🤖 AI Summary
To address the high overhead of exponent alignment and the latency of bit-serial input in floating-point compute-in-memory (FP-CIM), this work proposes a synergistic optimization framework comprising Segmented Exponent Alignment (SEA) and Dynamic Wordline Activation (DWA). By modeling the clustered distribution of input exponents, SEA constructs a segmented exponent space that eliminates the need for global maximum-exponent detection, enabling on-demand wordline activation and substantially shortening the analog-domain floating-point multiply-accumulate (FP-MAC) hardware execution path. The proposed method preserves high computational accuracy while significantly reducing energy consumption and latency: on the VGG16-CIFAR10 benchmark, it achieves 63.8% lower power consumption and 40.87% lower latency compared to conventional FP-CIM approaches. This work establishes a novel architectural paradigm for efficient, low-overhead FP-CIM systems.
📝 Abstract
With the rise of compute-in-memory (CIM) accelerators, floating-point multiply-and-accumulate (FP-MAC) operations have gained extensive attention for their higher accuracy over integer MACs in neural networks. However, the hardware overhead caused by exponent comparison and mantissa alignment, along with the delay introduced by bit-serial input methods, remains a hinder to implement FP-MAC efficiently. In view of this, we propose Segmented Exponent Alignment (SEA) and Dynamic Wordline Activation (DWA) strategies.
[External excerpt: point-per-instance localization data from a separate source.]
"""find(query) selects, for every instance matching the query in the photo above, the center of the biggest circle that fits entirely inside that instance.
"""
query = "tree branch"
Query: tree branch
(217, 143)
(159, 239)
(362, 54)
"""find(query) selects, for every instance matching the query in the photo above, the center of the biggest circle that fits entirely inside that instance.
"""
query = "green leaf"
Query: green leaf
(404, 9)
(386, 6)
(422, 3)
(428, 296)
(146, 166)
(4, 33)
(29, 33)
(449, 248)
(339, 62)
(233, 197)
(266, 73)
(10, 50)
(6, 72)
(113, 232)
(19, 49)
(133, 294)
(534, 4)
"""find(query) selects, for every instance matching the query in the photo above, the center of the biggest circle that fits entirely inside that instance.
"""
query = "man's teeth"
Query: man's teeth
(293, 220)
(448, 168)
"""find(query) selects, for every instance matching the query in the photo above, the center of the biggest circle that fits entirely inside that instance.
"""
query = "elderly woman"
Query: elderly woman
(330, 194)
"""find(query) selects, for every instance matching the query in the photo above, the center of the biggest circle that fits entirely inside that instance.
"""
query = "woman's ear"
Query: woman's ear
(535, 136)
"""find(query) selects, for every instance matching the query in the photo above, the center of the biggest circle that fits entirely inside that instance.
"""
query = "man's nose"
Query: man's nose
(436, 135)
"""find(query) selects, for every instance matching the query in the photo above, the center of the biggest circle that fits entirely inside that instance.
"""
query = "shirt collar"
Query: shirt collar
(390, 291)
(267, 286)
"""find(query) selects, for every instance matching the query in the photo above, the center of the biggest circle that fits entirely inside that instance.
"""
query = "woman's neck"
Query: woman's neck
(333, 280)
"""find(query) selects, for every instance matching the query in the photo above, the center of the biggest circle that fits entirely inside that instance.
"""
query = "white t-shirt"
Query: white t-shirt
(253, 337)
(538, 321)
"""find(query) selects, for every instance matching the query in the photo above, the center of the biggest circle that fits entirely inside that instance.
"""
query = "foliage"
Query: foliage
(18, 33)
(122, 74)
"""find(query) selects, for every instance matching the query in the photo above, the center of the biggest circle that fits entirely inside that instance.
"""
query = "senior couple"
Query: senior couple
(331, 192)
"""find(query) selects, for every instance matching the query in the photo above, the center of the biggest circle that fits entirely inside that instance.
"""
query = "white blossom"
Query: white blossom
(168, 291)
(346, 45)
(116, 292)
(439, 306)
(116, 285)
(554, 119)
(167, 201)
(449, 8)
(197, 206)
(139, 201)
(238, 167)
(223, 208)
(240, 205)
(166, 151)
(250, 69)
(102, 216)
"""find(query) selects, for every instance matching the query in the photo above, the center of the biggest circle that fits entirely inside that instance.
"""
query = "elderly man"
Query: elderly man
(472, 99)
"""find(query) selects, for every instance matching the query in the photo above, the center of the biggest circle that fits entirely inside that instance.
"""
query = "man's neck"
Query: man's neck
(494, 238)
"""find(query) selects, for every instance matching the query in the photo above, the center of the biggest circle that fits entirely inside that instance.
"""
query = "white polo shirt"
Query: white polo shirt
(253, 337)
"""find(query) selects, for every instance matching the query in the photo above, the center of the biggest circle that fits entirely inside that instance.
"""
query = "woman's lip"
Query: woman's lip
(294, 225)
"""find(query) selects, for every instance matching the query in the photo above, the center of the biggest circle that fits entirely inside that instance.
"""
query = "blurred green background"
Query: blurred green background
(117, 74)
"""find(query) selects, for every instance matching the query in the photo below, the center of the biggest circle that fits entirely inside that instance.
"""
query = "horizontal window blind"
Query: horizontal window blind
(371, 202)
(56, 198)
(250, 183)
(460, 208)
SEA exploits the observation that input exponents are often clustered around zero or within a narrow range. By segmenting the exponent space and aligning mantissas accordingly, SEA eliminates the need for maximum exponent detection and reduces input mantissa shifting, and thus reduces the processing latency. DWA further reduces latency and maintains accuracy by activating wordlines based on the exponent segments defined by SEA. Simulation results demonstrate that, when compared with conventional comparison tree based maximum exponent alignment method, our approach saves 63.8% power consumption, and achieves a 40.87% delay reduction on the VGG16-CIFAR10 benchmark.